The Itanium bus interfaces to the rest of the system via a chipset. Enterprise server manufacturers differentiate their systems by designing and developing chipsets that interface the processor to memory, interconnections, and peripheral controllers. The chipset is the heart of the system-level architecture for each system design. Development of a chipset costs tens of millions of dollars and represents a major commitment to the use of the Itanium. Currently, modern chipsets for Itanium are manufactured by HP, Fujitsu, SGI, NEC, Hitachi, and Unisys. IBM created a chipset in 2003, and Intel in 2002, but neither of them has developed chipsets to support newer technologies such as DDR2 or PCI Express.

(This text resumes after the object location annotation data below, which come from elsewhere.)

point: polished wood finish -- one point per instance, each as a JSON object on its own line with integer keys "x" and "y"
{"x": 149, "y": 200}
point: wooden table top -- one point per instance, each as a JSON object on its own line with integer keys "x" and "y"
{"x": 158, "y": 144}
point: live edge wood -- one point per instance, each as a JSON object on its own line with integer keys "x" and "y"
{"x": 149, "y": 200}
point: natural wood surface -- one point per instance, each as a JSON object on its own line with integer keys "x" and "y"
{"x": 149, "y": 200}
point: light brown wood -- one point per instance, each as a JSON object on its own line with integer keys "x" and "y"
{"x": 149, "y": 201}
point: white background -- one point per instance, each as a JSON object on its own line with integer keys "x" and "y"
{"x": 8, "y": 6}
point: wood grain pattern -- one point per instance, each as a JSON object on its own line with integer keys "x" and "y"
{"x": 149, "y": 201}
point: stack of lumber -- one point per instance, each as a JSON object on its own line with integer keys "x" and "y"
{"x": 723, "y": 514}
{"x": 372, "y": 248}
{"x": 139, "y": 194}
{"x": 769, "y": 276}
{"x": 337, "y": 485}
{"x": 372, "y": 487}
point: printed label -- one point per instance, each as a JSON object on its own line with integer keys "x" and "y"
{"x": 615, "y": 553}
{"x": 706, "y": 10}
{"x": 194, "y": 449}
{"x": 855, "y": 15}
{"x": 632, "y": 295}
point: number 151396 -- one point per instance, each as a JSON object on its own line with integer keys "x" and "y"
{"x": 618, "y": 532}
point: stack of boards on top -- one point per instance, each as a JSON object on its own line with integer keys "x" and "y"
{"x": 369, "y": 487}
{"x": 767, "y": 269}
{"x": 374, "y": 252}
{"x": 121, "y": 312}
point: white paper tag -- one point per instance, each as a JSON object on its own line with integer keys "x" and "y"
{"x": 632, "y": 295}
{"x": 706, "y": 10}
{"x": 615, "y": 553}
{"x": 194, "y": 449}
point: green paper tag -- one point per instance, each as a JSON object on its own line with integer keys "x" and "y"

The upcoming Itanium processor (Tukwila) has been designed to share a common chipset with the Intel Xeon processor EX (Intel’s Xeon processor designed for four processor and larger servers). The goal is to provide system development and cost-saving synergies for server OEMs, many of whom develop both Itanium- and Xeon-based servers.

Software support

In order to allow more software to run on the Itanium, Intel supported the development of effective compilers for its platform, especially its own suite of compilers. GCC, Open64 and MS Visual Studio 2005 (and later) are also able to produce machine code for Itanium. As of 2008, Itanium is supported by Windows Server 2003 and Windows Server 2008, multiple Linux distributions (including Debian, Gentoo, Red Hat and Novell SuSE), FreeBSD, and HP-UX, OpenVMS, and NonStop from HP, all natively. HP also sells a virtualization technology for Itanium called Integrity Virtual Machines. Itanium also supports mainframe environment GCOS from Groupe Bull and several IA-32 operating systems via Instruction Set Simulators. Using QuickTransit, application binary software for IRIX/MIPS and Solaris/SPARC can run via "dynamic binary translation" on Linux/Itanium. According to the Itanium Solutions Alliance, as of early 2008, over 13,000 applications are available for Itanium based systems, though Sun has contested Itanium application counts in the past. The ISA also supports Gelato, an Itanium HPC user group and developer community that ports and supports open source software for Itanium.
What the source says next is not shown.